My two dropped the lunchtime nap at 2 years old. I also found that ceebeebies was a good way of giving them some quiet recharging time (and giving me a bit of a break, I think it's hard for the parent to adjust to not having that lunchtime free as well!)
I also tried to make sure they weren't doing too much in the day at that stage as they got so tired it was hellish, as they then weren't in the mood to eat their tea and were frantic by bathtime and hungry really early in the morning.
Consensus is definitely to drop it. Dammit! But thank you ladies for bringing some clarity to the situation. Okay. Here goes... CBeebies or DVD after lunch for an hour is a good shout. He likes TV, and he has even been known to sit still for ooooh, 30 seconds or so, while watching it.
Bringing bedtime forward will cause tears - from DH, as it will mean he won't see DS at all except at the weekend, and DH often has to work weekends. I'll try to tough it out until 7pm rather than put DS in bed before DH gets home every day. They're good friends DH and DS, shame to spoil their bathtime antics. (Covering their faces in foam 'beards' and both going 'ho ho ho!' like Santa Claus when I walked in with the towels last night. Maybe you had to be there, but it cracked me up...)
DS1 did this at almost exactly aged 2. We dropped the afternoon nap and instigated quiet time in front of a DVD instead (try something that really grabs his attention like Finding Nemo - they seem to get obsessed by one particular film at this age). HTH and good luck!
Give it up - the signs are all there. This happenend to me - but DD was barely 2! I was in mourning for that nap. But hey, look on the bright side, you'll probably get him to go to bed earlier and IME it won't make a difference to his wake time.

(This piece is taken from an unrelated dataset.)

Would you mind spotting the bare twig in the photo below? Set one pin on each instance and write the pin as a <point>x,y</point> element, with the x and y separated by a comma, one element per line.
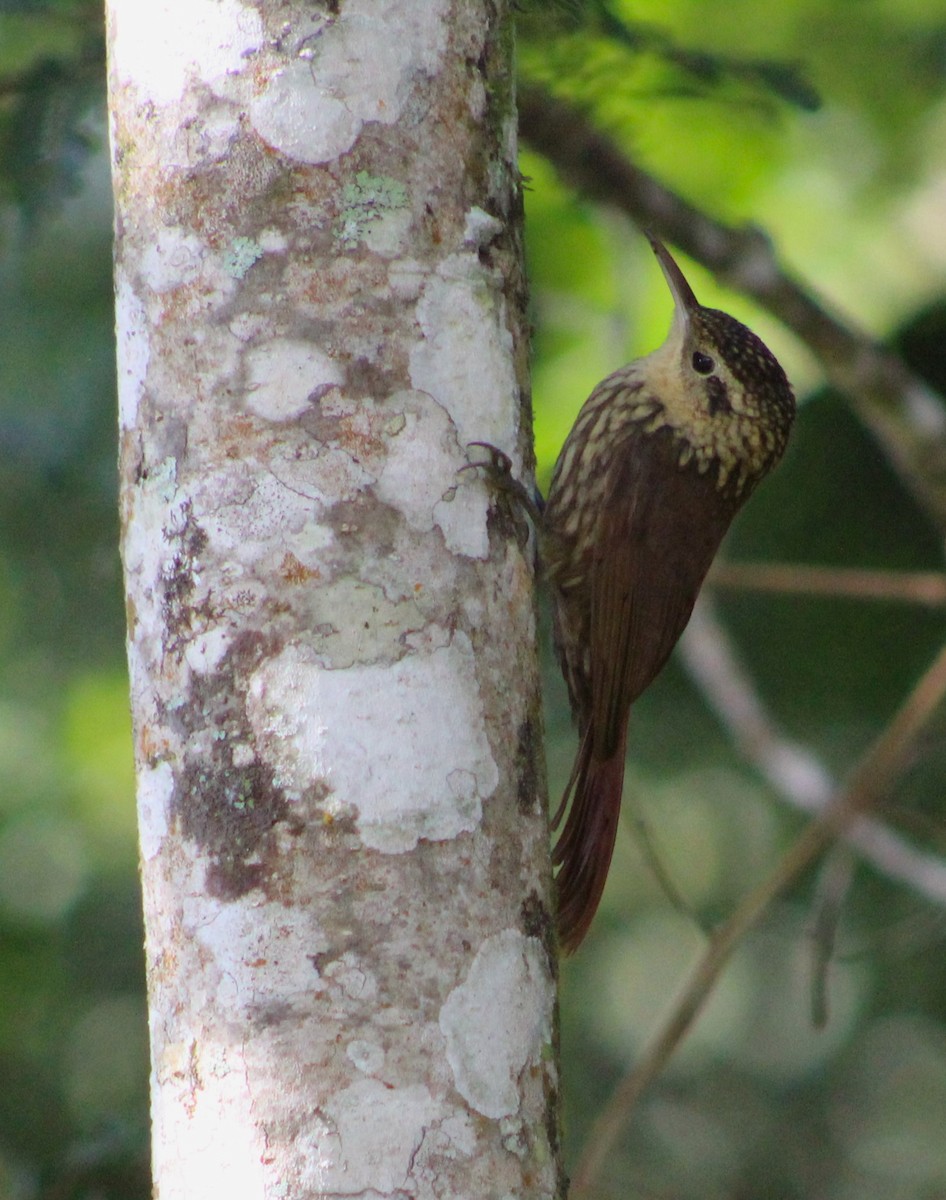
<point>791,769</point>
<point>869,781</point>
<point>905,414</point>
<point>926,588</point>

Found out why my lad is fighting his nap. He woke up and was sick all over me, his bed and his room...
If it's any consolation, I did find it quite liberating to be able to take DD out for lunch and not rush back in time for her nap - once I'd accepted she wasn't going to have one any more! It certainly made family weekends more fun and more flexible.
BTW, she is now 13 and sleeps as late as she possibly can in the mornings!!!!!!